I think it makes more sense for it to be major, if only for legibility's sake.

mravishankar requested changes to this revision.Jun 7 2022, 9:20 PM
mravishankar added inline comments.
mlir/python/mlir/dialects/linalg/opdsl/ops/core_named_ops.py
364

mods and divs in indexing map is going to be problematic..... I'd expect input shape to be [NG][N][CG][...][..] where NG is assumed to be C/G and CG is assumed to be c%G. We cannot enforce those conditions, they are expected to be true....

This revision now requires changes to proceed.Jun 7 2022, 9:20 PM

I think it makes more sense for it to be major, if only for legibility's sake.

It's not really something we get to choose -- the op definition in frontends determines whether the groups are major or minor to the "real channels" -- I think it is major but please verify that. If we don't get this right then we have to transpose before calling this op which is wasteful.

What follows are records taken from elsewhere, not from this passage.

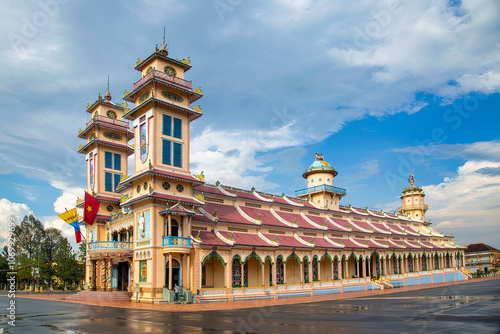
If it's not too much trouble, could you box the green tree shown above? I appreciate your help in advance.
[0,246,9,284]
[40,227,64,287]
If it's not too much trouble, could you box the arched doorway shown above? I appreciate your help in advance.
[347,254,359,278]
[302,256,309,283]
[165,259,181,289]
[285,254,300,284]
[244,253,263,287]
[319,254,333,281]
[201,253,225,288]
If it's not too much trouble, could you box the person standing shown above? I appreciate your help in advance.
[174,284,179,301]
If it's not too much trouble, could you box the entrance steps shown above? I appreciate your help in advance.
[379,281,394,289]
[65,291,132,301]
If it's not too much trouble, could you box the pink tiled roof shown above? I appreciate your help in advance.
[389,239,406,248]
[264,234,314,248]
[386,224,405,234]
[234,189,261,201]
[300,236,342,249]
[219,231,273,247]
[340,239,365,248]
[420,240,434,248]
[328,217,364,232]
[276,211,320,230]
[203,202,245,224]
[240,206,288,227]
[191,230,230,246]
[192,214,213,223]
[371,222,389,232]
[194,184,227,196]
[306,215,328,230]
[368,210,384,218]
[352,220,373,230]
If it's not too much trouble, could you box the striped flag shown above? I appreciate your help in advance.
[58,208,82,243]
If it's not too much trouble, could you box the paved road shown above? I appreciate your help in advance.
[0,280,500,334]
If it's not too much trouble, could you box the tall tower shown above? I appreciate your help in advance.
[295,153,346,211]
[77,85,134,291]
[398,173,429,221]
[120,44,204,301]
[78,90,134,223]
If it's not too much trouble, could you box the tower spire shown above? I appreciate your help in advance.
[160,26,168,55]
[104,74,111,101]
[408,158,415,187]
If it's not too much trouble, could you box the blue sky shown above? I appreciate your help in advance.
[0,0,500,248]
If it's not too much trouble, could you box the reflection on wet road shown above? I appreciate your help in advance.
[0,280,500,334]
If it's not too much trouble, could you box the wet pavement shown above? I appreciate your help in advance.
[0,279,500,334]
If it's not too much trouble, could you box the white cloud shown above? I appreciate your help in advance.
[0,198,32,248]
[191,126,300,190]
[50,181,84,213]
[423,161,500,244]
[394,141,500,164]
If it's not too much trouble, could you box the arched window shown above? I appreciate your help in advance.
[232,255,242,288]
[276,256,284,284]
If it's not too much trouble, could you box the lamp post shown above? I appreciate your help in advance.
[36,244,40,291]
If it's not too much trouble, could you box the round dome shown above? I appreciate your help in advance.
[302,160,338,178]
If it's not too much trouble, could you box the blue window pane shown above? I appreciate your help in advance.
[114,174,121,190]
[161,115,172,136]
[174,143,182,167]
[104,152,113,168]
[174,118,182,139]
[104,172,113,191]
[114,153,122,170]
[161,139,172,165]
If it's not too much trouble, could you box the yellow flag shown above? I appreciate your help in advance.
[58,208,78,224]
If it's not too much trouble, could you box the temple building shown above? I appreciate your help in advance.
[77,41,467,302]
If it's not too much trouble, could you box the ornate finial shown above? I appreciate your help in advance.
[193,171,205,182]
[104,74,111,101]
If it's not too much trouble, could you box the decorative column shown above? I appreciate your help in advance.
[167,214,172,237]
[89,260,97,291]
[260,259,267,286]
[344,258,349,278]
[105,259,113,291]
[269,259,278,287]
[186,254,191,290]
[300,259,306,283]
[99,260,106,291]
[168,253,172,290]
[283,261,286,284]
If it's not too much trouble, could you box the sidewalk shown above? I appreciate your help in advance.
[16,277,500,312]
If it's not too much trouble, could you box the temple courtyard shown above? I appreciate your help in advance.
[0,277,500,334]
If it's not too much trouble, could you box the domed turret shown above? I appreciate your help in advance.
[295,153,346,210]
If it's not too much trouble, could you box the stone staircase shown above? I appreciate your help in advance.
[380,281,394,289]
[64,291,132,302]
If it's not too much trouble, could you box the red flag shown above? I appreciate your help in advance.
[75,230,82,244]
[83,192,100,225]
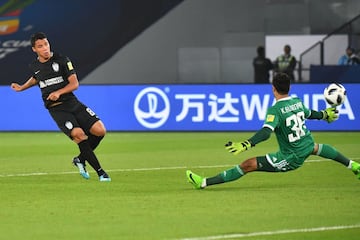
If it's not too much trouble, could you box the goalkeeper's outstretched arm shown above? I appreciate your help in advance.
[308,108,339,123]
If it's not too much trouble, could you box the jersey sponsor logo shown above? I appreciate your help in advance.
[134,87,170,129]
[67,62,74,71]
[39,76,64,88]
[51,62,59,72]
[266,114,275,122]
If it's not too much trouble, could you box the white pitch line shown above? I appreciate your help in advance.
[0,158,360,178]
[178,224,360,240]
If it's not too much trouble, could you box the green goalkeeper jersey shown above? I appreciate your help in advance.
[263,97,314,156]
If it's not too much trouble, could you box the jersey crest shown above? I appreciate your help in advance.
[51,62,59,72]
[67,61,74,71]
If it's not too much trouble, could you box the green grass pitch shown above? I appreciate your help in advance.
[0,132,360,240]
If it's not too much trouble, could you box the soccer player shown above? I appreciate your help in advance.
[11,32,111,182]
[186,73,360,189]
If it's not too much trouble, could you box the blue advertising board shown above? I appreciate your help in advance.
[0,84,360,131]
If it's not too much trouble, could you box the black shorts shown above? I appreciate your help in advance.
[48,101,100,138]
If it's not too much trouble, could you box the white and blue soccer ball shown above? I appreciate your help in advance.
[324,83,346,107]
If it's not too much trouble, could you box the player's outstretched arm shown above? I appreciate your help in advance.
[225,127,272,155]
[308,107,339,123]
[10,77,37,92]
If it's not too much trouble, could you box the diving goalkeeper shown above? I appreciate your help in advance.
[186,73,360,189]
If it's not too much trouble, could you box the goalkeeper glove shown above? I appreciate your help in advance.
[225,140,252,155]
[321,108,339,123]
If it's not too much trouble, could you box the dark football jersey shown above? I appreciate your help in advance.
[30,53,77,108]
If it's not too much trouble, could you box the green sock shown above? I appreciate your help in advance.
[317,144,350,167]
[206,166,245,186]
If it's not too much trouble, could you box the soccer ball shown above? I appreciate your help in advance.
[324,83,346,107]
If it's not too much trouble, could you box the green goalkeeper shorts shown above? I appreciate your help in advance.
[256,149,313,172]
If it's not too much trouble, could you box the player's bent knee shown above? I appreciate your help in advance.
[90,120,106,137]
[71,128,88,143]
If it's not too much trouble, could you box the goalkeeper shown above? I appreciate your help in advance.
[186,73,360,189]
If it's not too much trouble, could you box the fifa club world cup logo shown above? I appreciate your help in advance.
[0,0,34,35]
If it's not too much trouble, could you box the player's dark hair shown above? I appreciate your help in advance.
[30,32,47,47]
[272,73,290,94]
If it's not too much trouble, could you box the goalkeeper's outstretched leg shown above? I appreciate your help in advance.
[313,143,360,179]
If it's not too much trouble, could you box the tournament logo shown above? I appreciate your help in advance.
[51,62,59,72]
[134,87,170,129]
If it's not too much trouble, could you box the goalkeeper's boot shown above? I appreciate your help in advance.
[99,172,111,182]
[351,162,360,179]
[186,170,204,189]
[73,157,90,179]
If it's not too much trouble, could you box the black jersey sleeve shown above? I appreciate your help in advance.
[63,57,76,77]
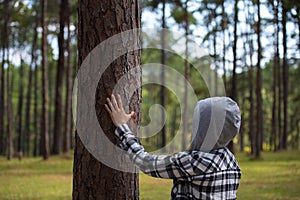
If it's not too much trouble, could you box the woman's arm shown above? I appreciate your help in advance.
[105,95,216,179]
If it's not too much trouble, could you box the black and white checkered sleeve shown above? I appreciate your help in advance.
[115,124,216,179]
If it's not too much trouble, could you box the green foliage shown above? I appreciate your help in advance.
[0,151,300,200]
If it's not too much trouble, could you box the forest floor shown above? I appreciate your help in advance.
[0,151,300,200]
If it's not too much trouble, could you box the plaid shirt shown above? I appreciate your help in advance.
[115,124,241,200]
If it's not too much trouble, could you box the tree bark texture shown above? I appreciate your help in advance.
[72,0,141,199]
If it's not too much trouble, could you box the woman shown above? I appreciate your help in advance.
[105,95,241,200]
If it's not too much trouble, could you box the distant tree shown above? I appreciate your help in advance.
[63,0,73,152]
[41,0,50,160]
[280,0,289,150]
[24,8,39,154]
[0,1,8,155]
[18,58,24,160]
[2,0,14,160]
[254,0,263,159]
[228,0,239,153]
[53,0,68,154]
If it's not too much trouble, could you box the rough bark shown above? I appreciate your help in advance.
[73,0,141,199]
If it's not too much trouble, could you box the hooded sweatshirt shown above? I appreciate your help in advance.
[190,97,241,151]
[115,97,241,200]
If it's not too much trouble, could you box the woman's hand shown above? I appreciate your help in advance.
[105,94,134,127]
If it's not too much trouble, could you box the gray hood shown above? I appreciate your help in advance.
[190,97,241,151]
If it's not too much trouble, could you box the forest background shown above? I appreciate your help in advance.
[0,0,300,198]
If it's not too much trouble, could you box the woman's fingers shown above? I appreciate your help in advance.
[106,98,115,111]
[111,94,119,110]
[104,104,111,115]
[118,94,124,110]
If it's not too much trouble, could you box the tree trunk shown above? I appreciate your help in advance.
[24,10,39,155]
[53,0,68,154]
[63,0,73,152]
[227,0,239,153]
[73,0,141,199]
[246,0,255,155]
[41,0,50,160]
[221,0,227,91]
[270,1,280,151]
[3,0,14,160]
[182,0,190,149]
[18,58,24,160]
[0,1,9,155]
[254,0,263,159]
[281,1,289,150]
[160,0,167,150]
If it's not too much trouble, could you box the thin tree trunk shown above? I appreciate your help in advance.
[246,0,255,155]
[63,0,73,152]
[255,0,263,159]
[160,0,167,150]
[227,0,239,153]
[270,1,280,151]
[3,0,14,160]
[41,0,50,160]
[0,1,8,155]
[33,57,41,156]
[73,0,141,200]
[24,11,38,155]
[222,0,227,91]
[53,0,68,154]
[18,58,24,160]
[281,0,289,150]
[182,0,190,149]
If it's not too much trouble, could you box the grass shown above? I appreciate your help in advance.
[0,151,300,200]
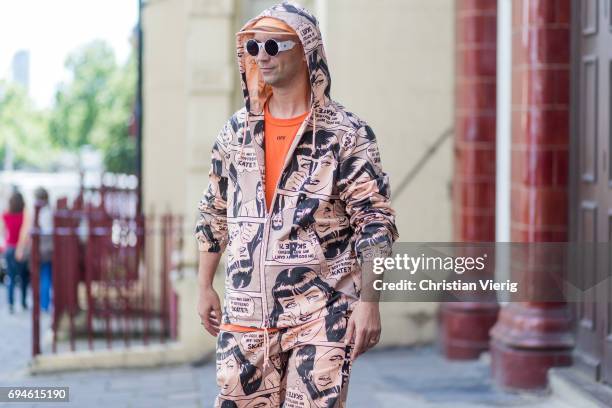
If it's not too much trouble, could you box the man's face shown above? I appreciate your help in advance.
[253,33,306,87]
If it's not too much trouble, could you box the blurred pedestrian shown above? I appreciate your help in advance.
[2,189,28,313]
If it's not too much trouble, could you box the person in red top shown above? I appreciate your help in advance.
[2,190,28,313]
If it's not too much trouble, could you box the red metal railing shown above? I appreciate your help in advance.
[31,177,183,355]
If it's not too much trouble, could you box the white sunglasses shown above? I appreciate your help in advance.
[244,39,295,57]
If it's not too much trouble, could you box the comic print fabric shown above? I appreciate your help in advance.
[195,3,398,328]
[215,313,354,408]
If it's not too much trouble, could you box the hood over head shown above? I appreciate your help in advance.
[236,2,331,114]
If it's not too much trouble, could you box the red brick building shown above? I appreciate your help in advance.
[441,0,612,403]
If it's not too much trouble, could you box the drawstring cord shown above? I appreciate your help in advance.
[263,322,270,371]
[240,111,249,159]
[312,105,317,147]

I think it makes more sense for it to be major, if only for legibility's sake.

It's not really something we get to choose -- the op definition in frontends determines whether the groups are major or minor to the "real channels" -- I think it is major but please verify that. If we don't get this right then we have to transpose before calling this op which is wasteful.

It looks like PyTorch in the slow CPU backend implements this with batches of convolutions rather than a batch dimension. After some digging through mkldnn, it looks like group is major there, although that's opaque to the user. So for PyTorch at least it looks like [N, G, C, ...] is the way to go.

Addressed comments.

gpetters94 marked an inline comment as done.Jun 9 2022, 11:38 PM

Updated indexing maps.

mravishankar accepted this revision.Jun 13 2022, 8:47 PM
This revision is now accepted and ready to land.Jun 13 2022, 8:47 PM

Finally finished the bugfixing, with a lot of help from Mahesh. Should be ready to be merged unless anyone has any more requests.